The source of the photo is by – The author is ΠΑΣΟΚ – From Wikimedia Commons.

Hindsight is a wonderful thing, however, was it not obvious a single currency for a continent would end in chaos and disarray? Greece will not be the last victim of the failing Euro, but its position as the first will be remembered in history.

The Global Recession, beginning in 2008, has had disastrous effects on Greece. The pinnacle of Ancient European culture’s economy was reduced by approximately a quarter. Meanwhile, unemployment has been at unprecedented levels. This resulted in two bailouts by Greece’s European counterparts and 240 billion euros (£170 million) later, Greece has not made its payments. Europe has shamefully let Greece default.

Yet, we must ask ourselves how did the Eurozone’s economy fail so disastrously?

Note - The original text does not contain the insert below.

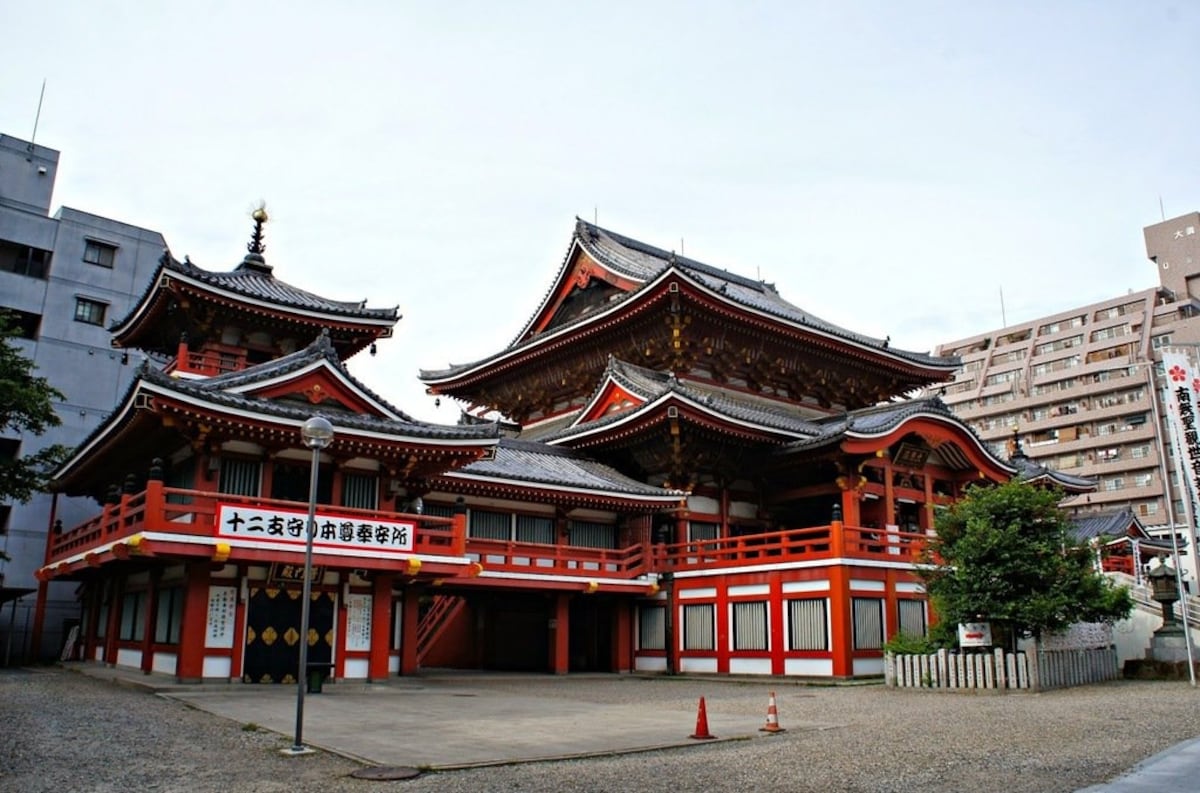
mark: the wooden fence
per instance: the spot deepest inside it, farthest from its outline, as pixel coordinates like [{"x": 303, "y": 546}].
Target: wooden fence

The almost universal adoption of the Euro led to an economic monopoly between Germany, France and Italy – as the Euro’s largest economies. Other smaller countries, such as Greece, could not compete with such economic forces. They were living out of their means and traditions of trade, particularly after the 2004 Athens Olympics. This has been perfectly fitting in a Capitalist society where Germany has insidiously grown. Thus, the country’s importance is unquestionable.

However, Angela Merkel has stated the futility of having talks with Alexis Tsipros (the Greek Prime Minister) prior to the referendum on the EU bailout plan, commenting, “The door to talks with the Greek government has always been, and remains, open.” Tsipros, on the other hand, urges the Greek electorate against any proposed bailouts, or “blackmail”.

Thus, has all of this ignited a disassociation with capitalism? Greece has attempted to take back control of their debt with a bailout referendum, as previously mentioned. The suggested question is:

“Should the proposed agreement be accepted, which was submitted by the European Commission, the European Central Bank, and the International Monetary Fund in the Eurogroup of 25.06.2015 and consists of two parts, which constitute their unified proposal?”

A simple “no” answer could remove Greece from under the mighty thumb of Merkel and the European economic dictatorships.

And what a wake-up call for bureaucratic Europe that could be. If the Union wishes to continue and flourish, as it undoubtedly should, there needs to be change. The Greek “problem” of the last five years has shown the incredible failure of the Eurozone. We simply can’t let it happen again. The possible election of similarly left-leaning governments, such as Tsipros’ in Spain, could lead to a similar act of rebellion against higher European powers. Will they act differently?

Furthermore, the public have made attempts to similarly “take back control”. This is particularly obvious in the recent online “Kickstarter” campaign for Greece – a bailout, as described on the page, “by the people, for the people”. In six days, 96,834 people have raised 1.6 million euros. It is an incredible turn of events. Whilst it is unlikely donors will accumulate the total sum of debt, it is an incredible idea that people can take back the economy from their governments.

Thus, does the solution to economic disparity lie within the clutches of the people rather than the negotiations of the politicians?

Whatever the answer, the bailout referendum on the 5th July will undoubtedly change Greece’s position in Europe for better or for worse. Yet the Eurozone will remain in its own precarious position.